Birmingham city councilor William Bell and about two dozen supporters gathered at noon Monday on the steps of the Jefferson County Courthouse to urge certification of the special election for the District One seat on the Jefferson County Commission. Calvin Woods, leader of the local chapter of the Southern Christian Leadership Conference, spoke in support of Bell, as did state Sen. Linda Coleman and state Rep. Mary Moore.
“At a time when Jefferson County is faced with the worst financial crisis in the history of this county government, Patricia Working, Rick Erdemir, and Floyd McGinnis are allowed to continue this charade,” Woods said.
Working, Erdemir, and McGinnis are three voters who filed a lawsuit with the Jefferson County Circuit Court asking that the election results not be certified.

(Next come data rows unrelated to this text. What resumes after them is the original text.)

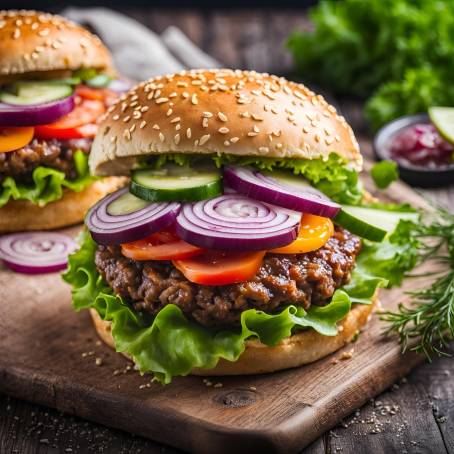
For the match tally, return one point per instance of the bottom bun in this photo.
(18, 215)
(302, 348)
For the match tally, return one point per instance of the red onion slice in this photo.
(298, 196)
(237, 223)
(35, 114)
(36, 252)
(107, 228)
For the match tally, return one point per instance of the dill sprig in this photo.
(426, 323)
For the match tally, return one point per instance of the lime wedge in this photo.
(443, 119)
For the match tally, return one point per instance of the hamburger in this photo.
(55, 80)
(235, 249)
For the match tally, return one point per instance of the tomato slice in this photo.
(164, 245)
(219, 267)
(13, 138)
(314, 232)
(86, 112)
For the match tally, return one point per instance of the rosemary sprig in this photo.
(426, 323)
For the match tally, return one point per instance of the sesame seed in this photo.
(268, 94)
(204, 139)
(298, 95)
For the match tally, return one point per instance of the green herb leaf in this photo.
(384, 173)
(48, 184)
(403, 48)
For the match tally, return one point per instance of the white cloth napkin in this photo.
(138, 52)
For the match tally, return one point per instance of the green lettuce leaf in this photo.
(169, 344)
(47, 183)
(332, 176)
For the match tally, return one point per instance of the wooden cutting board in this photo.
(51, 355)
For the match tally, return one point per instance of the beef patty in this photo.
(299, 279)
(57, 154)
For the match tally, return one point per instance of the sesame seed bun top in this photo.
(34, 42)
(220, 111)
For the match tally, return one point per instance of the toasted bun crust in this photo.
(32, 41)
(19, 215)
(302, 348)
(220, 111)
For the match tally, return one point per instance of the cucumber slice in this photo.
(126, 204)
(443, 119)
(27, 93)
(177, 183)
(371, 223)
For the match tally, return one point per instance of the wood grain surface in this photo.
(412, 416)
(51, 357)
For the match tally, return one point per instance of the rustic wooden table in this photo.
(414, 416)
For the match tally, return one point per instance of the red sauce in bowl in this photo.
(421, 145)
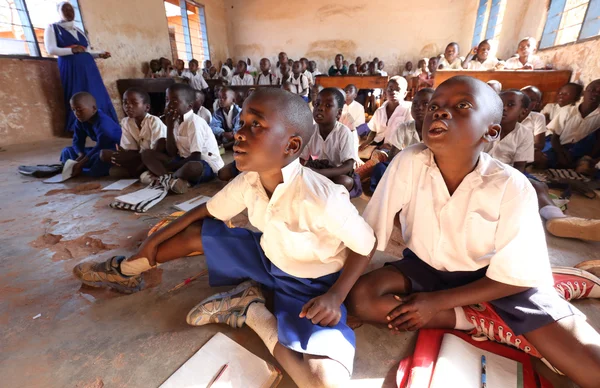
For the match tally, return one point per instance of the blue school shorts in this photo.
(234, 255)
(523, 312)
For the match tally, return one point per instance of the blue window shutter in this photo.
(552, 23)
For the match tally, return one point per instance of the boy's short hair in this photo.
(140, 92)
(338, 95)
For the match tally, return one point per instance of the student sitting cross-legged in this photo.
(140, 131)
(477, 258)
(311, 248)
(191, 153)
(99, 127)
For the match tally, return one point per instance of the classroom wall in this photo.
(395, 31)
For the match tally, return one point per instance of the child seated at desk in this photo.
(477, 258)
(311, 248)
(99, 127)
(526, 59)
(140, 131)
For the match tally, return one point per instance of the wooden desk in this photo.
(361, 82)
(548, 81)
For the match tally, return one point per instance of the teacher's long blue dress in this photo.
(79, 73)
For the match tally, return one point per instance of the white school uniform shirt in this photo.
(307, 225)
(491, 219)
(517, 146)
(382, 126)
(143, 137)
(269, 79)
(571, 127)
(245, 80)
(299, 84)
(337, 148)
(196, 80)
(535, 122)
(514, 63)
(194, 135)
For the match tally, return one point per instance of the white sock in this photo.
(462, 323)
(263, 322)
(549, 212)
(135, 267)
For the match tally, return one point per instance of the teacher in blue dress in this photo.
(78, 70)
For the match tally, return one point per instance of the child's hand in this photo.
(323, 310)
(414, 311)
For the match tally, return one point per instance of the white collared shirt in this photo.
(194, 135)
(307, 224)
(144, 137)
(382, 126)
(571, 127)
(338, 147)
(491, 219)
(535, 122)
(517, 146)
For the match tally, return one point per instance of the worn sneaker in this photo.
(108, 274)
(574, 227)
(227, 307)
(575, 283)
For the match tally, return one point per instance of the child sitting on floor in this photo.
(99, 127)
(140, 131)
(192, 154)
(527, 60)
(568, 95)
(241, 77)
(477, 258)
(574, 132)
(309, 232)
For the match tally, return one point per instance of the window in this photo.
(570, 21)
(22, 25)
(187, 30)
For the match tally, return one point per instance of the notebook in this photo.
(460, 362)
(244, 370)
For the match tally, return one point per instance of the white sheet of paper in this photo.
(120, 184)
(460, 362)
(192, 203)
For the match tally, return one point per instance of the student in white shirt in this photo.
(477, 258)
(140, 131)
(241, 77)
(573, 132)
(265, 77)
(196, 79)
(309, 231)
(192, 154)
(526, 59)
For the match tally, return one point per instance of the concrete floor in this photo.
(92, 338)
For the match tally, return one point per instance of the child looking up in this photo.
(338, 68)
(140, 131)
(527, 60)
(265, 77)
(192, 154)
(450, 60)
(311, 247)
(96, 125)
(241, 77)
(477, 258)
(331, 150)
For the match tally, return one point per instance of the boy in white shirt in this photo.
(140, 131)
(192, 154)
(309, 232)
(241, 77)
(477, 257)
(331, 150)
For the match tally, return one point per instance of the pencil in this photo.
(217, 376)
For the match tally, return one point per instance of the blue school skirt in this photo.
(234, 255)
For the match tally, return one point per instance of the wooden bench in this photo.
(548, 81)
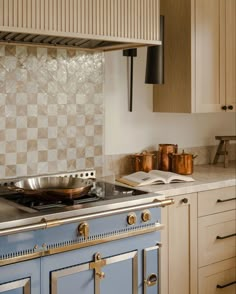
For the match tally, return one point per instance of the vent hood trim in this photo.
(19, 36)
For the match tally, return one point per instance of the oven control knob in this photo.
(83, 230)
(132, 219)
(146, 216)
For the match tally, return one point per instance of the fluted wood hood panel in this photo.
(87, 24)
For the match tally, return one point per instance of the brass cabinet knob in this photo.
(132, 219)
(83, 230)
(146, 216)
(101, 275)
(151, 280)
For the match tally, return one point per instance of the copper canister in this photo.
(164, 159)
(144, 161)
(182, 163)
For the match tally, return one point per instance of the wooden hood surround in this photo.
(99, 25)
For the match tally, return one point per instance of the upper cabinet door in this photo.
(230, 54)
(215, 55)
(200, 62)
(209, 63)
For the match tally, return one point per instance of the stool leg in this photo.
(226, 157)
(218, 151)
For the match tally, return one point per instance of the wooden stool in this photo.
(224, 142)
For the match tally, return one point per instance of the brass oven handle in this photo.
(226, 285)
(225, 237)
(44, 224)
(225, 200)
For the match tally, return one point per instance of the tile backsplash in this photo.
(51, 110)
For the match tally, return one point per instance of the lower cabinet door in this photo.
(218, 278)
(116, 274)
(20, 278)
(73, 280)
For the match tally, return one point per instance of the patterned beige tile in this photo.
(51, 110)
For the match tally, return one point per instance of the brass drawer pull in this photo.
(225, 237)
(226, 285)
(225, 200)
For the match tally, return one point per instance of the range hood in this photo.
(64, 42)
(85, 24)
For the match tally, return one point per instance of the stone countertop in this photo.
(207, 177)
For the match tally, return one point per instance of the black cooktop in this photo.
(100, 191)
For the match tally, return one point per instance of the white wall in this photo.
(128, 132)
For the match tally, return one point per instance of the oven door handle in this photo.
(44, 223)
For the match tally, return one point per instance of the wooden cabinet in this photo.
(217, 241)
(23, 277)
(200, 62)
(179, 249)
(218, 278)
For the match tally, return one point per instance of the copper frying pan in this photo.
(56, 187)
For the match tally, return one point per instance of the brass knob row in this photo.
(132, 217)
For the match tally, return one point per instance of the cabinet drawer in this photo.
(216, 237)
(218, 278)
(214, 201)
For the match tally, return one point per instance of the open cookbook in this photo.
(153, 177)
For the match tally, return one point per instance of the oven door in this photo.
(123, 266)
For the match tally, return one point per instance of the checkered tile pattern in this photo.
(51, 110)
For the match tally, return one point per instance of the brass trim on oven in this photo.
(44, 224)
(146, 279)
(24, 283)
(132, 233)
(46, 252)
(23, 257)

The District 1 seat was vacated last year when Larry Langford stepped down upon being elected Mayor of Birmingham. Governor Bob Riley then appointed retired two-star General George Bowman to the seat. Bowman has stated that in the past that he plans to remain in ofice until someone else is sworn in.
Bell won the Feb. 5 election with 56 percent of the vote, failing to force a run-off with any of the six candidates in the race. Bowman came in second with 16 percent, and Fred Plump came in third with 10 percent of the vote.
Last year, Plump filed suit with the U.S. District Court, claiming that Gov. Riley had no authority to appoint a commissioner in Jefferson County. That case is still pending.
Plump has since joined Bell as a defendant in Working, Erdemir, and McGinnis’s suit. Plump’s attorney, Edward Stills, claims that Working and Erdemir do not live in District 1.
Woods, who referenced that claim at the rally Monday, also had something to say about the only plaintiff actually from District 1:
“Mr. Floyd McGinnis had a chance to know all the candidates who ran for the Jefferson County Commission seat for District One. He voted in the Feb. 5, 2008 election."
In response to these comments, Albert L. Jordan, an attorney representing the three voters, told the Weekly, “I don’t think that will stop him from challenging the election.” According to Jordan, his clients’ lawsuit cites a 1977 statute that gives the county election commission authority to hold a special election during a 'County-wide election' to fill vacancies. Jordan argues that the day the county scheduled for the election does not fit the definition of a 'County-wide election.' “Feb. 5 was a presidential preference primary; no government officers were being elected, just delegates."
Jefferson County Circuit Court Judge Scott Vowell will hear proposed orders from all of the participants in the suit on Wednesday and oral arguments, if needed, this Friday.